Well, I like a great deal of what Chesterton said, but I do not consider myself obliged to slavishly and unquestioningly go along with every particular thing he ever thought or said.
Who, exactly -- what commissar or "czar" or "people's committee" will decide for us -- for every family (or individual) -- how much we need -- how much is "enough" -- to support ourselves? Who will enforce this equality, and how?

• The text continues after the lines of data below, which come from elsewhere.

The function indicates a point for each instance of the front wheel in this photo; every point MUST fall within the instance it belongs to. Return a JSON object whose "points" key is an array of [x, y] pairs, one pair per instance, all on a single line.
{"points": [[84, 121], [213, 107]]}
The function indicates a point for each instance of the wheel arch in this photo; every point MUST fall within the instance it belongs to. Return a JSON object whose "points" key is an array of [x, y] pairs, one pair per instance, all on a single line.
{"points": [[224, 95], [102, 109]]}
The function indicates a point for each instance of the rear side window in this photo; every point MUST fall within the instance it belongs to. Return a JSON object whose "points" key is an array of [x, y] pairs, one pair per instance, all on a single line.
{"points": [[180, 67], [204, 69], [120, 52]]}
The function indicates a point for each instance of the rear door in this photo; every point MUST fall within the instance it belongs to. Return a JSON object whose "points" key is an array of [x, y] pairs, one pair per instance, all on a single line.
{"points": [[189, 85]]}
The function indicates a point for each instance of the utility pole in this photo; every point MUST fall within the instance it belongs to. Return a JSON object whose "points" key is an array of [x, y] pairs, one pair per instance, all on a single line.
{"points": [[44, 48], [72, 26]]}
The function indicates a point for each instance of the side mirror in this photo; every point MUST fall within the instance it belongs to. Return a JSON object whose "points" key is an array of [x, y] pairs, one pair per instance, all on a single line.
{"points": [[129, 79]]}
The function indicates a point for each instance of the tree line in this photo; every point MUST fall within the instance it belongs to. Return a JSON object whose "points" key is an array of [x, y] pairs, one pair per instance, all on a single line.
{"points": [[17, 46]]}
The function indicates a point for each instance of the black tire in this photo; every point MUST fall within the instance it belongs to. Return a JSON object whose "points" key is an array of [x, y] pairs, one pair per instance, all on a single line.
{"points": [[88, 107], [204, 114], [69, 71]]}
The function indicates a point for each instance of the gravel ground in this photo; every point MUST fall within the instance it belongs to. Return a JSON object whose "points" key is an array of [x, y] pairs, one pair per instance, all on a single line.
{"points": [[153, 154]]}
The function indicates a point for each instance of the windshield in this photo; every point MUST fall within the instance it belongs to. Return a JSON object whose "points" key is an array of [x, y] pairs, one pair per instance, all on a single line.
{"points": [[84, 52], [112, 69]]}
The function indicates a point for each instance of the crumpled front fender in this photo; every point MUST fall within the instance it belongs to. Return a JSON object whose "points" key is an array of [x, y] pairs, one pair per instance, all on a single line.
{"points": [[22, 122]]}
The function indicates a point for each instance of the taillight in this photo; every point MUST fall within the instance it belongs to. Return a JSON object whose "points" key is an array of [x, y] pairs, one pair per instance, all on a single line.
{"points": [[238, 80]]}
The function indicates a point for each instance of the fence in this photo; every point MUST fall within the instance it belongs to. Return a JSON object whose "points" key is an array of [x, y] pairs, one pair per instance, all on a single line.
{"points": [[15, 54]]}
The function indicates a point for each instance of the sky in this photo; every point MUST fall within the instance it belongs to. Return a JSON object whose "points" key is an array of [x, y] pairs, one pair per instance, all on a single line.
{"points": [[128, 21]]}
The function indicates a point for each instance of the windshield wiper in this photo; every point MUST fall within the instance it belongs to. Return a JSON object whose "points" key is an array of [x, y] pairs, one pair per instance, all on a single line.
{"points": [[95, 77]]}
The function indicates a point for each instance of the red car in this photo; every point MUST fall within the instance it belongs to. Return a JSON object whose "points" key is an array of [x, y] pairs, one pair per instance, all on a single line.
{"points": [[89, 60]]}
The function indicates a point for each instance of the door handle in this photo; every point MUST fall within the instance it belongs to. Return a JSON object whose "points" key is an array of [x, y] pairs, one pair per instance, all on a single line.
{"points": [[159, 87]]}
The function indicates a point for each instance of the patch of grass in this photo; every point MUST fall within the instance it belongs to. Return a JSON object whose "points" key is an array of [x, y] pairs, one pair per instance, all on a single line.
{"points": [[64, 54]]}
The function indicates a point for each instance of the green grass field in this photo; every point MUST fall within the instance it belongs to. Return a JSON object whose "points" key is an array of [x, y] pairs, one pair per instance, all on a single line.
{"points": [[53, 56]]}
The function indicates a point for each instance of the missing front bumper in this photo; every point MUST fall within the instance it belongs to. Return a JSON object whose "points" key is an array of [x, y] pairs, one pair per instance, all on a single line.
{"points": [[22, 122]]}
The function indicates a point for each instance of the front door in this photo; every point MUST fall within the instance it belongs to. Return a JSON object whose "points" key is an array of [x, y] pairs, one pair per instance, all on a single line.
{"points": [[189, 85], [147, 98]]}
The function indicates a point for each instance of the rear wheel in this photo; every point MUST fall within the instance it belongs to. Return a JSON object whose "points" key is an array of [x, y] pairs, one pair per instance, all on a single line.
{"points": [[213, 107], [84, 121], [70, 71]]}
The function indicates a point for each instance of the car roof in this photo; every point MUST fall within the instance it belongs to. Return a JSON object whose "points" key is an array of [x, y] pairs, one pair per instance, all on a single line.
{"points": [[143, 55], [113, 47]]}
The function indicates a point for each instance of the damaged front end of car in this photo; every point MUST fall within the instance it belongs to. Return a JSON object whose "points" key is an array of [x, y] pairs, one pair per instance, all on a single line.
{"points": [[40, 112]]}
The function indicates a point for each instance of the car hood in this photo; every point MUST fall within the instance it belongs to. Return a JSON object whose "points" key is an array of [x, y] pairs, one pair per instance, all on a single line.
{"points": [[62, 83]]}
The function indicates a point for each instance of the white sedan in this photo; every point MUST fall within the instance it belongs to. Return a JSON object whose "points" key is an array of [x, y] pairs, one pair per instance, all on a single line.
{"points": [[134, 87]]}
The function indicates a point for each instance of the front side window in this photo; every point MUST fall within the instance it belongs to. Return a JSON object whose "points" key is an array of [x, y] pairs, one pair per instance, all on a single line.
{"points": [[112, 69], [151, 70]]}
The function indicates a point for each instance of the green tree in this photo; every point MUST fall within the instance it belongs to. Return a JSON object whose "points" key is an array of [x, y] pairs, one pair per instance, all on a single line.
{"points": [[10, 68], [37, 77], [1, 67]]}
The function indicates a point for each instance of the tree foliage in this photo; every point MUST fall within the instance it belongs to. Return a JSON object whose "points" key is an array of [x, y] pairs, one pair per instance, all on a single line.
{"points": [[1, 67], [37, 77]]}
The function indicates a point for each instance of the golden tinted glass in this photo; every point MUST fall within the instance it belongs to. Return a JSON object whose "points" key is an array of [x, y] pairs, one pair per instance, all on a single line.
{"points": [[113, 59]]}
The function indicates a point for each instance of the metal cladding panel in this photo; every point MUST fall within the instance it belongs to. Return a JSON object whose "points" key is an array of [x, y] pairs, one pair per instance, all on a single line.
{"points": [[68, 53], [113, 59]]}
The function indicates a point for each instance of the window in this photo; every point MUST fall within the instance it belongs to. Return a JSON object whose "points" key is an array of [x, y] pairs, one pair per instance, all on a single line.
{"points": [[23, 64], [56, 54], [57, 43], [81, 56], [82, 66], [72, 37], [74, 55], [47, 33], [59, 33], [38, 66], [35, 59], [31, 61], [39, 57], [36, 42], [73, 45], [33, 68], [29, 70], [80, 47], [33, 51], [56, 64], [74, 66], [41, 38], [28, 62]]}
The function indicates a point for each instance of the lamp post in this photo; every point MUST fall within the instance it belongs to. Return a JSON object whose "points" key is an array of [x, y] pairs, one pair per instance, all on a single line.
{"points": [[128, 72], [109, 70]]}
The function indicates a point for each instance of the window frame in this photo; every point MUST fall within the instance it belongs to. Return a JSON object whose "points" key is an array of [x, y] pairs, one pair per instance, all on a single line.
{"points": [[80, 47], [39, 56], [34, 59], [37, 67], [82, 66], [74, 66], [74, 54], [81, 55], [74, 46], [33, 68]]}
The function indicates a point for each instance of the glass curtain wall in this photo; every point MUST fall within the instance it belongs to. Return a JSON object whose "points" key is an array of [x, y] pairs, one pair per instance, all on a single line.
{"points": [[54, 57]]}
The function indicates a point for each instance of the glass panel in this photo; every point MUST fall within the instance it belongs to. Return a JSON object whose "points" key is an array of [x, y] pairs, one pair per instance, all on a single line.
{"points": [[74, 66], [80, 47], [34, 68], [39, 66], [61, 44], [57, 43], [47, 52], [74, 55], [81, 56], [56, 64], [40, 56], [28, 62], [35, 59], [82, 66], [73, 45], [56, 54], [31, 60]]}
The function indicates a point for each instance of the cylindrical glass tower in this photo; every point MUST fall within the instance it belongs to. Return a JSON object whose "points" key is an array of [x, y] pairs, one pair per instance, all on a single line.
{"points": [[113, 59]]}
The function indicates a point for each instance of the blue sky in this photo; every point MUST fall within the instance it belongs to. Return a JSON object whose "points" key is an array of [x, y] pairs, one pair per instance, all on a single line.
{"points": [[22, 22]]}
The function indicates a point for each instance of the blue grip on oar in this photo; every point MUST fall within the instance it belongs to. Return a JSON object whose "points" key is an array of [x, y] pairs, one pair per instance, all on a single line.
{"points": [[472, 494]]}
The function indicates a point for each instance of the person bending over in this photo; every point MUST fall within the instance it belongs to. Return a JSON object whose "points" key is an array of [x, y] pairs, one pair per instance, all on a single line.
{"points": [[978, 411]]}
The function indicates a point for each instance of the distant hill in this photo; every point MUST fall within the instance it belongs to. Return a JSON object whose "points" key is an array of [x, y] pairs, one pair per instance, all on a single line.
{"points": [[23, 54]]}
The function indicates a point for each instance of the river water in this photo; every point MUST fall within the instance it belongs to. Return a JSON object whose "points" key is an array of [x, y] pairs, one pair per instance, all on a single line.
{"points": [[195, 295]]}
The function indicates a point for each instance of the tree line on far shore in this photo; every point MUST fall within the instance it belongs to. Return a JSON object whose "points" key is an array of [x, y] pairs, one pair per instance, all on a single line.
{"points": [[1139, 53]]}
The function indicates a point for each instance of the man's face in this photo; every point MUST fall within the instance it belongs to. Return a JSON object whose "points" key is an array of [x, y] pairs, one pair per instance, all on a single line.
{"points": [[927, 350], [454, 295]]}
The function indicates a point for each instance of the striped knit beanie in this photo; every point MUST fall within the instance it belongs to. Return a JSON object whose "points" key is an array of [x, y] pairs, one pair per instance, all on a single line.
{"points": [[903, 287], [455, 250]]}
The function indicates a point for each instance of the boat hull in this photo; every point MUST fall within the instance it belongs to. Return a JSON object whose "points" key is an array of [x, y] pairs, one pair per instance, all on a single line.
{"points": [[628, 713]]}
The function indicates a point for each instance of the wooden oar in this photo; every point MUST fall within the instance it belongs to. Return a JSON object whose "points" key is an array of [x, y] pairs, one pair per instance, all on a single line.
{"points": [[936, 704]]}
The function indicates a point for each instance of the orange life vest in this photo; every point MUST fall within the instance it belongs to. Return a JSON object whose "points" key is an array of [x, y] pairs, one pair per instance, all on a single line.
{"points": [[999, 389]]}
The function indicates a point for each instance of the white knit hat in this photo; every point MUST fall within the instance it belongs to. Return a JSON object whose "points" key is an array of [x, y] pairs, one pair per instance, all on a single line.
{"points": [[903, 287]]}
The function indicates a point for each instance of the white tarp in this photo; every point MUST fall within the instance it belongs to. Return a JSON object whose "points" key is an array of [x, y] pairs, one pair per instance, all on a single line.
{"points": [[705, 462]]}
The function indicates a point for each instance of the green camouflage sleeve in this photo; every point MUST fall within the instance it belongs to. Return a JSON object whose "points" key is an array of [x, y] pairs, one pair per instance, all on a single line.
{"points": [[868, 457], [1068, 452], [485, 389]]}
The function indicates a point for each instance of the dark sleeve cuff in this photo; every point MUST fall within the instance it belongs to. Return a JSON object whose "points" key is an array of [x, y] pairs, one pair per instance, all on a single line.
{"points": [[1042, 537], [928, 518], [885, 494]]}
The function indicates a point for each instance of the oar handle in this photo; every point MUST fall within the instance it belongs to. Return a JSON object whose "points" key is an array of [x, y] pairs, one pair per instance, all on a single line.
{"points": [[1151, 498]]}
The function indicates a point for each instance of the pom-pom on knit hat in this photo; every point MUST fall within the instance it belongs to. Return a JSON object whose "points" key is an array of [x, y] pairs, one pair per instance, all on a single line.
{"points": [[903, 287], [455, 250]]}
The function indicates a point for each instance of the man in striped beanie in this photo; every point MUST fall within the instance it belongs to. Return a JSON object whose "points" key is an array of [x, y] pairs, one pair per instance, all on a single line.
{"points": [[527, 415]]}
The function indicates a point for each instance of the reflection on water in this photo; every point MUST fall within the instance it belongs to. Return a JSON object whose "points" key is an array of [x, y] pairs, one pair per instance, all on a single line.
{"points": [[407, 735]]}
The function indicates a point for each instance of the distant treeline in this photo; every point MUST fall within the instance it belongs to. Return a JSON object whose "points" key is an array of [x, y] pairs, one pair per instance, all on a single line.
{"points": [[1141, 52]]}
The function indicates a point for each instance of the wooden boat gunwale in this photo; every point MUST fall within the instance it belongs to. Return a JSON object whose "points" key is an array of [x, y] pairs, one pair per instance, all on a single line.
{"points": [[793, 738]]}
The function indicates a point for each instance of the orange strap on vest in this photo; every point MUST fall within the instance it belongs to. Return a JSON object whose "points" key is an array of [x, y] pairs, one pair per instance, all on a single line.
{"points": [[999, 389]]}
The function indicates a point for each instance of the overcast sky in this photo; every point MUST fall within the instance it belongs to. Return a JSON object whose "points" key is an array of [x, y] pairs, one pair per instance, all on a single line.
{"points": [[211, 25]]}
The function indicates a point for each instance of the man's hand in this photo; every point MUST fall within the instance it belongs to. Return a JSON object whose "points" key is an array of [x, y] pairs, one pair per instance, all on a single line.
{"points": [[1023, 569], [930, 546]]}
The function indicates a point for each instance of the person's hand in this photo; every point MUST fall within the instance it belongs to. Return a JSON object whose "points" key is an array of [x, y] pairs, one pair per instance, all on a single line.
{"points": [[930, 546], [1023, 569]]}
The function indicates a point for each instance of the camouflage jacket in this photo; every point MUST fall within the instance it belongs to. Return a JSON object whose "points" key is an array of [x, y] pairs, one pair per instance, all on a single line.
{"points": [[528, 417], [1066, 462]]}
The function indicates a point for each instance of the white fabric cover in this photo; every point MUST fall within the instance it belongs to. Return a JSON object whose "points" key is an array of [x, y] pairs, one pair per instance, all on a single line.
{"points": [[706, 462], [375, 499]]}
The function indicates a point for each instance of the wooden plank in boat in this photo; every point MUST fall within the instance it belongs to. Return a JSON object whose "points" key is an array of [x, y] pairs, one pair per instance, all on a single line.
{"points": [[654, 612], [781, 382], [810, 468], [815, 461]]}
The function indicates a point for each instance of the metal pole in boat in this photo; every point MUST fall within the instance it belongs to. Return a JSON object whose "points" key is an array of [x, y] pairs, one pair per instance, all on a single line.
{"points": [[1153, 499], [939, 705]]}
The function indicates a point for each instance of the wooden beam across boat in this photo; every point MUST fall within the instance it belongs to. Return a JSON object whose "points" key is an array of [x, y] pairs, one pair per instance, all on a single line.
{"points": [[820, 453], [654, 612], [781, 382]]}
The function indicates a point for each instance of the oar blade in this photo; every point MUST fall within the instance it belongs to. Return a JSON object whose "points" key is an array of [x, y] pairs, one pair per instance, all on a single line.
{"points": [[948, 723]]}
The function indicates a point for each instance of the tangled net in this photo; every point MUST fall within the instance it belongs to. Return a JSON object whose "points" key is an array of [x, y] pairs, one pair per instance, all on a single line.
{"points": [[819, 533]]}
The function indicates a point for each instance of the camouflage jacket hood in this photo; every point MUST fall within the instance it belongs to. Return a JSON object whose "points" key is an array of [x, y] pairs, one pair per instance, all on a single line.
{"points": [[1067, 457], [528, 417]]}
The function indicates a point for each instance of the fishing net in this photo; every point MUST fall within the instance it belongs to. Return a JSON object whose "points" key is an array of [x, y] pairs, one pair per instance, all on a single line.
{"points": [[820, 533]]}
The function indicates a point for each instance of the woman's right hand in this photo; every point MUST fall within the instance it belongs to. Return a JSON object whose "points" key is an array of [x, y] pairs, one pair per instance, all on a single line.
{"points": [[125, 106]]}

I sincerely believe that I myself have special and specialized needs in housing, clothing, equipment, and transportation, which no elected official or appointed bureaucrat could ever anticipate, and which I doubt more than a few hundred members of the human race could even begin to understand. It would cost a lot too. If someone says I ask too much, I reply, "Fine, but without what I need to work with -- to do the work I was put here for -- it will not be done. At least not by me. As Gandalf said when implored to start a fire during the blizzard on Mt. Caradhras, 'I cannot burn snow. I must have something to work with.' "
DWM
"It is when we try to grapple with another man's intimate need that we perceive how incomprehensible, wavering, and misty are the beings that share with us the sight of the stars and the warmth of the sun." -- Joseph Conrad, Lord Jim(1899?)